Ridwan Kamil relatif belum lama menjadi orang nomor 1 di Provinsi Jawa Barat. Namun gebrakannya terhadap Bank Jawa Barat dan Banten (BJB) sebagai badan usaha milik daerah yang paling besar asetnya, terbilang cepat.
Bandingkan dengan Anies Baswedan yang butuh waktu sekitar 1 tahun untuk memutuskan mengganti pengurus (direksi dan komisaris) Bank DKI sebagai bank milik Pemprov DKI Jakarta.
Padahal di Bank DKI, gubernur betul-betul berkuasa penuh, dalam arti tidak ada pemegang saham lain selain pemda. Sedangkan BJB berstatus Tbk (terbuka). Artinya ada sebagian sahamnya dimiliki masyarakat karena sudah go public.Â
Lagi pula, ada saham pemda Banten sebagai provinsi yang sudah terpisah dari Jawa Barat, yang juga ikut menjadi pemilik BJB. Pemda yang dimaksud di sini bukan hanya Gubernur Jabar dan Gubernur Banten, tapi juga pemerintah kabupaten dan kota di bawahnya.
Jadi bisa disimpulkan bahwa Ridwan memang kebelet untuk melengserkan Ahmad Irfan sebagai Direktur Utama BJB. Soalnya sampai sekarang pun siapa pengganti Ahmad Irfan belum lagi ditetapkan, hanya menunjuk salah satu direktur sebagai  plt. direktur utama.
Sebagai perusahaan publik, sebetulnya bila kinerja bank baik-baik saja, penggantian pengurus lazim dilakukan saat Rapat Umum Pemegang Saham (RUPS) yang biasanya berlangsung  bulan Maret atau April, setelah laporan tahunan tahun sebelumnya selesai disusun dan laporan keuangan selesai diaudit.
Tapi, tampaknya Ridwan memang tidak sabar lagi, maka pencopotan Ahmad Irfan ditempuh melalui mekanisme Rapat Umum Pemegang Saham Luar Biasa (RUPSLB), yang dimungkinkan bagi perusahaan publik asal 43 hari sebelumnya telah dilaporkan ke  Bursa Efek Indonesia (BEI) dan 36 hari sebelumnya diumumkan di koran agar pemegang saham minoritas mengetahui.

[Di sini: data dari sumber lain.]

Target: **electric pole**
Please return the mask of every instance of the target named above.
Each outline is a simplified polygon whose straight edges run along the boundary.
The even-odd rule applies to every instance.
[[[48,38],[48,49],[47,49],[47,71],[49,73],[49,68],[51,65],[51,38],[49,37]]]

Ridwan Kamil sendiri dilantik sebagai Gubernur pada 5 September lalu. Sedangkan RUPSLB dilaksanakan 11 Desember. Artinya akhir Oktober atau belum dua bulan sejak menduduki kursi gubernur, keputusan pencopotan telah diambil, tinggal ketuk palunya saja yang di-RUPSLB-kan.
Menyimak pemberitaan di beberapa media, tampaknya keinginan Ridwan lebih kurang sama dengan Anies. Bank BJB yang memiliki aset lebih dari Rp 100 triliun dan berkibar secara nasional, tidak hanya di Jabar dan Banten dinilai terlalu banyak bergerak di bidang consumer banking atau kredit konsumtif, sedangkan untuk usaha mikro, kecil dan menengah (UMKM) relatif sedikit.
Tentu tidak gampang mengubah haluan bisnis sebuah bank. BRI sebagai "raja" kredit UMKM butuh puluhan tahun untuk menumbuhkan budaya kerja yang klop dengan pelaku UMKM.
Tapi diharapkan pada RUPS tahun depan, BJB sudah menemukan nakhoda yang definitif yang dinilai mampu merealisasikan keinginan gubernur sebagai pemegang saham pengendali.
Bank BJB harus berhati-hati karena bila keputusan yang diambil tidak market friendly, akan berdampak pada harga sahamnya di bursa. Itulah konsekuensi menjadi perusahaan yang melantai di bursa.Â
Dari 26 bank milik daerah, baru BJB dan Bank Jatim yang sudah berstatus terbuka. Untunglah sejauh ini keputusan pencopotan Direktur Utama Bank BJB tidak membuat harga sahamnya anjlok.Â
Harga saham berkode BJBR (di BEI kode saham terdiri dari 4 huruf) ini stabil di kisaran Rp 2.000 sampai Rp 2.100 per lembar, sejak sebelum pencopotan dirutnya sampai sekarang. Bahkan pada penutupan bursa kemaren (18/12) harga BJBR naik jadi Rp 2.130.